Is it "берегитесь / берегите себя" or what? Thanks for your imputs.


----------



## Kolan

FLITS said:


> Is it "берегитесь / берегите себя" or what? Thanks for your imputs.


If you are finishing a letter, it is possible to say like that, *береги(те) себя*, but it is traditionally not very common in Russian, unlike in English. Either the situation is difficult, or the journey is too long, or just expressing more worry about the person you are writing to (you want to see him alive again). Only can be addressed to a person whom you know well or who just related you certain unusual circomstances about himself.

In ordinary situation you may just say "*ну, будь(те) здоров(ы)*".


----------



## Maroseika

FLITS said:


> Is it "берегитесь / берегите себя" or what? Thanks for your imputs.

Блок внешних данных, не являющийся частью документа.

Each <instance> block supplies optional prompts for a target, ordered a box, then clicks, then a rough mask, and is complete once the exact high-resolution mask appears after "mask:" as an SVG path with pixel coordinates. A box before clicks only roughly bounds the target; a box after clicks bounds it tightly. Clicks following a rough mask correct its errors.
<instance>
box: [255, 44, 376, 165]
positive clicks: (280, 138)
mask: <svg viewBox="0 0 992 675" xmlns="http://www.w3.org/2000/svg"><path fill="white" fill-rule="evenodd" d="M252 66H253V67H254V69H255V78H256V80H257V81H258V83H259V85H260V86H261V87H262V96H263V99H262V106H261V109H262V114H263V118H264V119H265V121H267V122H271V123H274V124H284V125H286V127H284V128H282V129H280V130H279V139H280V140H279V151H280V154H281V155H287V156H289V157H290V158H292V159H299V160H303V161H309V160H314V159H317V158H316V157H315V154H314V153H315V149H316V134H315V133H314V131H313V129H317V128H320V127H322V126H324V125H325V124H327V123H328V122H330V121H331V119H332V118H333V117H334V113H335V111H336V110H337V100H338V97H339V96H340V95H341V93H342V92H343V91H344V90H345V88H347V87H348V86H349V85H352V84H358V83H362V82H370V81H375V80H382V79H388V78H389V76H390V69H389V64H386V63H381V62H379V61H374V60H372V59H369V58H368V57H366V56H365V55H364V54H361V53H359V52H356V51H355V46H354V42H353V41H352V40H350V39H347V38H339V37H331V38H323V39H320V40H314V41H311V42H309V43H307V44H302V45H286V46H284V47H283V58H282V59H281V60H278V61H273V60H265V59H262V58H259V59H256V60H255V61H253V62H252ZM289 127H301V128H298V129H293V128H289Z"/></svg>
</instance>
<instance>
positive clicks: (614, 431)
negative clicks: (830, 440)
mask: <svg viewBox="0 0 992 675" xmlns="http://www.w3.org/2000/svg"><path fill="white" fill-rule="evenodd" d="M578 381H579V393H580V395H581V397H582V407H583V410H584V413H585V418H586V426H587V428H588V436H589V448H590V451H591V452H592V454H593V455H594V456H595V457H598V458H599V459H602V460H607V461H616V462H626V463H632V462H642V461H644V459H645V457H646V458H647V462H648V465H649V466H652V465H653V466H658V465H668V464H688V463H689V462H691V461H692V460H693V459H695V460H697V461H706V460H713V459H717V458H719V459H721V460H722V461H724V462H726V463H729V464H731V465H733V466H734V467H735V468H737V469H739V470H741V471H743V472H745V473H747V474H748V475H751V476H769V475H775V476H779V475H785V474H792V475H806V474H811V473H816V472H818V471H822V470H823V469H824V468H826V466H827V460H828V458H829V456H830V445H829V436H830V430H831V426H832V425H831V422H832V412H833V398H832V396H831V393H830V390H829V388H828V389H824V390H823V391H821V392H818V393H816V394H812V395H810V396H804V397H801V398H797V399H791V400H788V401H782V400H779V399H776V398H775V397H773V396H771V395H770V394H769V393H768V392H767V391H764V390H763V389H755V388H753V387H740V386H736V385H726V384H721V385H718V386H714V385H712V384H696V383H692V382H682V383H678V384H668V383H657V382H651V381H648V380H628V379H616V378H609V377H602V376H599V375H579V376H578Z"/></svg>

In fact "берегите себя" is really wide spread nowadays as a way to say "good-buy", but this is rather recent calque from the American movies.
Strange enough, because English "take care" and береги себя are not literal analogs. But on my opinion Russian expression really derivates from "take care".
On my ear береги себя still sounds awful, like a phrase from the movie or even a threat, but I'm afraid it will settle down in Russian very soon.
As for берегись/берегитесь - these are quite another words, meaning "look out! watch it!" or "be careful!".


----------



## Maroseika

Kolan said:


> In ordinary situation you may just say "*ну, будь(те) здоров(ы)*".


----------



## FLITS

Thanks for the imput.* Hу, будь здоров тогда.*


----------



## FLITS

Thanks Maroseika.* Будь здоров.*


----------



## Maroseika

FLITS said:


> Thanks Maroseika.* Будь здоров.*


И вам не хворать, Флиц.


----------



## tkekte

You can also finish a letter with "Удачи!" (good luck) or "Всего хорошего!" (wish you all the best). If you wish to support someone (like a close friend) you can say "Держись!" (hold yourself together). (but out of context that word can sound like a threat... so maybe it's better to avoid it. )


----------



## gregilez

>Thanks for the imput.* Hу, будь здоров тогда.*


*Hу, будь здоров тогда* sounds rather colloquial, the impression being that the phrase was said by a not so educated person.  A much better response would be, *Hу, тогда будь здоров.*  This order of words not only is more natural but also exposes the humoristic overtone of your response.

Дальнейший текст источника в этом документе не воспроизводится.